Darshina Yazzie ’19, unlike de Almeida and Pescascio, has only experienced one LLC, the Native American House, where she has lived since her sophomore year. She said that, because she’s been living at the Native American House for such a long time, she’s been able to see the progress that the community has made over the years toward being a more inclusive, welcoming space.
Yazzie, who is a part of the Navajo tribe, lived on a substance-free floor in the McLaughlin Cluster during her freshman year. At the time, freshmen were unable to live in the NAH — although, as of this past year, this policy has changed. Even though Yazzie did not live in the Native American House her freshman year, she still spent a great deal of time there with her friends.

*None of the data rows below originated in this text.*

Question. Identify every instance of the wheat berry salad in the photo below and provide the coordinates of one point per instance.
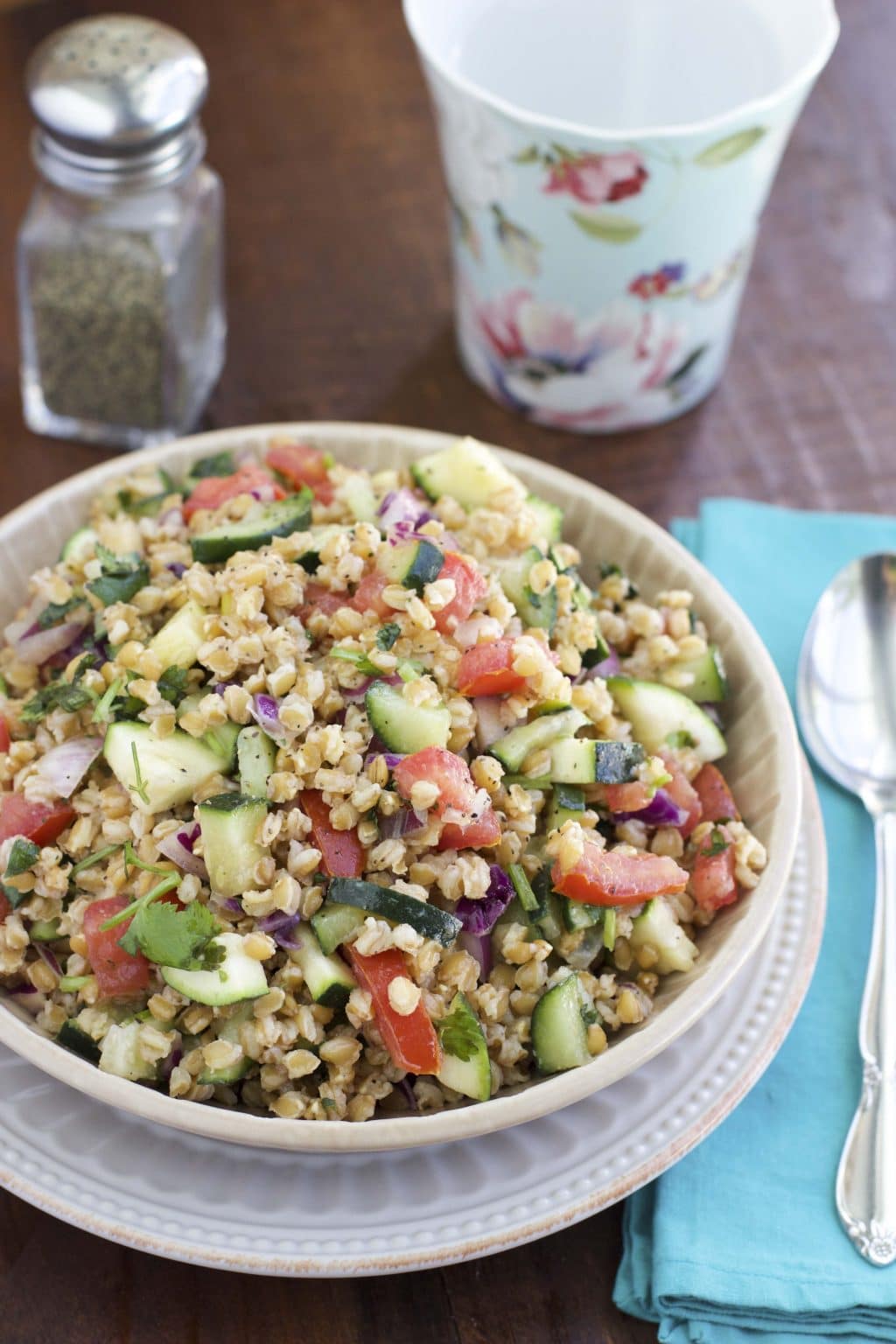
(336, 794)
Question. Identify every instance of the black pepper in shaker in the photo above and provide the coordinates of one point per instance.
(121, 252)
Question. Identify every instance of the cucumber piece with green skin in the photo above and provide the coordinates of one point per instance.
(230, 824)
(335, 922)
(566, 802)
(473, 1075)
(396, 906)
(80, 546)
(654, 711)
(220, 739)
(283, 518)
(710, 683)
(550, 519)
(178, 642)
(120, 1054)
(256, 760)
(655, 928)
(411, 564)
(80, 1042)
(171, 769)
(238, 977)
(230, 1030)
(468, 471)
(516, 745)
(559, 1035)
(586, 761)
(537, 611)
(403, 726)
(328, 978)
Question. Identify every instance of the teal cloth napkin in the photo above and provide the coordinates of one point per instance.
(740, 1242)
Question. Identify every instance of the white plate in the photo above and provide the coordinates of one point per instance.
(316, 1215)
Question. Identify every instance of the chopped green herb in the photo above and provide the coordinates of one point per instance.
(387, 634)
(140, 787)
(22, 857)
(121, 578)
(459, 1033)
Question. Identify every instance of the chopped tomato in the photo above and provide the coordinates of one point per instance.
(479, 835)
(684, 794)
(118, 975)
(341, 851)
(609, 878)
(712, 880)
(411, 1040)
(39, 822)
(469, 588)
(488, 669)
(368, 594)
(214, 491)
(303, 466)
(715, 796)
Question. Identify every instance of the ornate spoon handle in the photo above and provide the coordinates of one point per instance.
(866, 1173)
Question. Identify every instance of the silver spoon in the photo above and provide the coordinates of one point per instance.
(846, 706)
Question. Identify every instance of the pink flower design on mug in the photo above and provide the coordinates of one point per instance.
(597, 179)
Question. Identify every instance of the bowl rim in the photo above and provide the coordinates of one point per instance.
(531, 1101)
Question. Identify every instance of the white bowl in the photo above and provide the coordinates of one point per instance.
(762, 766)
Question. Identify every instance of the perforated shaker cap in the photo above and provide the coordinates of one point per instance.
(117, 100)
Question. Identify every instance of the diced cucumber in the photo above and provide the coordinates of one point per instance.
(654, 711)
(472, 1075)
(158, 773)
(559, 1035)
(584, 761)
(230, 1030)
(516, 745)
(78, 1040)
(566, 802)
(328, 978)
(80, 546)
(468, 471)
(411, 564)
(256, 757)
(230, 824)
(710, 682)
(396, 906)
(403, 726)
(335, 922)
(550, 519)
(220, 739)
(121, 1055)
(180, 637)
(240, 976)
(261, 526)
(535, 609)
(655, 928)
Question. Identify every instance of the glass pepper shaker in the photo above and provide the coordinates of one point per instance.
(120, 261)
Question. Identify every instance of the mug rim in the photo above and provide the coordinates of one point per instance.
(830, 32)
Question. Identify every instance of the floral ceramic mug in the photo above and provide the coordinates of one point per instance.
(606, 168)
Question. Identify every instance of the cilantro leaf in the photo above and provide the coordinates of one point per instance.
(121, 578)
(172, 684)
(57, 612)
(387, 634)
(22, 857)
(173, 937)
(459, 1032)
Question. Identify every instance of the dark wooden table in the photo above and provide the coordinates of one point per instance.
(340, 308)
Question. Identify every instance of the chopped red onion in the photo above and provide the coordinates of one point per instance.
(662, 810)
(65, 766)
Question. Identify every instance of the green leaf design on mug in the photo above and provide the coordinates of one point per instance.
(732, 147)
(607, 226)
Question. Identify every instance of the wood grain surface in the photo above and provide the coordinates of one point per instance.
(340, 308)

“I came here, and I knew a lot of people in the NAD House because I went to school with them already, either in summer programs or in high school,” Yazzie said. “For my whole freshman year I studied here, pretty much slept here sometimes, cooked here.”
Because of her friends already in the house and the fact that the house is also substance-free, Yazzie felt very safe there, and her choice to live there starting her sophomore year was obvious. She described the many aspects of the house that she greatly appreciates, such as the nice rooms — hers this term has its own full bathroom — and the weekly Sunday dinners, which remind her of eating with her family back in Arizona.
Yazzie admitted that the house has had and still has some issues, which its residents are actively working to address. For example, during her freshman year, she found the house dominated by certain groups. The number of upperclassmen could sometimes make the house feel unwelcoming to freshmen, and members of certain tribes would sometimes make members of other tribes uncomfortable.
Through the recent change to allow freshmen to live in the NAH, Yazzie feels that the house now features a much better balance between the class years. While certain issues, like the over-prevalence of women and lack of men in the house, haven’t changed too much since her freshman year, overall she feels that the house is a much more welcoming place for all.
Yazzie said she would love for more people to come to the NAH. She admitted that some students on campus don’t even know that the NAH exists, and she reiterated that the house strives to be inclusive for everyone, even students who don’t identify as Native American.
De Almeida, Pescascio and Yazzie all expressed the value and positive impact that these identity-based LLCs have had on their Dartmouth experiences, and all three also encouraged other students, especially incoming students, to consider the LLCs when looking at housing. While it’s clear that these communities and friendships are not strictly tied to the LLC, nor do they end once someone moves out, the residential experience is undoubtedly important.
“[The LLCs] are the places where we get to find each other,” de Almeida said. “The physical space is very important.”